Dopo il colpo di stato, i militari hanno imprigionato la leadership democraticamente eletta del paese e, nei mesi successivi, hanno arrestati oltre 16.000 militanti dell’opposizione e, a causa del loro rifiuto di accettare il golpe, la maggior parte sta affrontando accuse pretestuose in tribunali controllati dai militari, in flagrante violazione del giusto processo e del diritto a un processo equo.

Di fonte a questa spirale di violenza di un regime militare fascista che ha dichiarato guerra al suo stesso popolo, Türk ha detto che «Deve esserci una via d’uscita da questa situazione catastrofica, che ogni giorno vede solo l’aggravarsi della sofferenza umana e delle violazioni dei diritti. I leader regionali, che hanno coinvolto la leadership militare attraverso l’ASEAN, hanno concordato un Five-Point Consensus che i generali del Myanmar hanno trattato con disprezzo.
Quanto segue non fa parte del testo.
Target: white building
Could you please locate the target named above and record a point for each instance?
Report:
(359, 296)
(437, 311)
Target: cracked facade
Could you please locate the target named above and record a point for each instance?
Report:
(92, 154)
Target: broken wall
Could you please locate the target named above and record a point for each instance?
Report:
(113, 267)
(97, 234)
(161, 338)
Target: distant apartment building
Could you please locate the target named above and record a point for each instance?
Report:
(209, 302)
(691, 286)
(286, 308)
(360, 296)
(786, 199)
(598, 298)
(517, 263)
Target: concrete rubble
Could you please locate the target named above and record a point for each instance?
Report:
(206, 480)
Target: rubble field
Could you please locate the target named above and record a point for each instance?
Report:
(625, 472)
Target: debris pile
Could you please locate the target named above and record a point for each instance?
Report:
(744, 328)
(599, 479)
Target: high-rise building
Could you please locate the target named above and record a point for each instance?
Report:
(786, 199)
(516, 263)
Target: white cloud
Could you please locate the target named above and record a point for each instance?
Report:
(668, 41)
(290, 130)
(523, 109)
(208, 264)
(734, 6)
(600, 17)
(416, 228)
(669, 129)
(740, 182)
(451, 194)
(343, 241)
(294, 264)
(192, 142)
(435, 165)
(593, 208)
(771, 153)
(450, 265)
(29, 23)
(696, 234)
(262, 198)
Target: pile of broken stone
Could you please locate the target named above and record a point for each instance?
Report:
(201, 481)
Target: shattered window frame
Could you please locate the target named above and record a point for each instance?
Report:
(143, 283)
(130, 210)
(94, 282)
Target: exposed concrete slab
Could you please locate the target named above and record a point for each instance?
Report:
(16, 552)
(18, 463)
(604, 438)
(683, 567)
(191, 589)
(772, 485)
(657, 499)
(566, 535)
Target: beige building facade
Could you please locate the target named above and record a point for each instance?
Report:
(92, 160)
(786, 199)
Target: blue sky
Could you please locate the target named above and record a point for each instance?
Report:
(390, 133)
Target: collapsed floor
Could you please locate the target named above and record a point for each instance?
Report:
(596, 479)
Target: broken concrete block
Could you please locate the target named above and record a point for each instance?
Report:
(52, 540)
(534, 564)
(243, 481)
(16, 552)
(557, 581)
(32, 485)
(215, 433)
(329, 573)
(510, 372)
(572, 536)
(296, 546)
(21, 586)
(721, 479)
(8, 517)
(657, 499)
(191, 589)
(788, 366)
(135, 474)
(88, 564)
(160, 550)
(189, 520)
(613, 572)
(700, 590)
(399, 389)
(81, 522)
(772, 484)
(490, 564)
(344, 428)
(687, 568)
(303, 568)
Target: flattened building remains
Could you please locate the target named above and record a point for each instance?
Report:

Due delle condizioni essenziali concordate – cessare ogni violenza e consentire l’accesso umanitario – non sono state soddisfatte. In realtà, abbiamo visto il contrario. La violenza è andata fuori controllo e l’accesso umanitario è stato severamente limitato».

L’Alto Commissario Onu ha indicato altre misure che sarebbero essenziali per costruire  una base politica per la risoluzione della crisi: «Il rilascio di tutti i prigionieri politici, tra cui la Consigliera di Stato Aung San Suu Kyi e il Presidente U Win Myint, come richiesto dal Consiglio di Sicurezza delle Nazioni Unite; dialogo inclusivo con tutte le parti, coinvolgendo sia il presidente dell’ASEAN che l’inviato speciale delle Nazioni Unite; e consentire all’ UN Human Rights Office un accesso significativo al Paese per monitorare la situazione in modo indipendente e imparziale. Ripristinare il rispetto dei diritti umani è la chiave per porre fine a questa crisi, per porre fine a questa situazione in cui i generali del Myanmar stanno cercando di sostenere con la forza bruta un sistema vecchio di decenni nel quale rispondono solo a se stessi. I responsabili degli attacchi quotidiani contro i civili e delle violazioni dei diritti umani devono essere ritenuti responsabili. L’esercito deve essere sottoposto a una reale ed efficace supervisione civile. Questo sarà difficile da raggiungere, ma questi elementi sono fondamentali per ripristinare qualsiasi parvenza di governo democratico, sicurezza e stabilità nel Paese».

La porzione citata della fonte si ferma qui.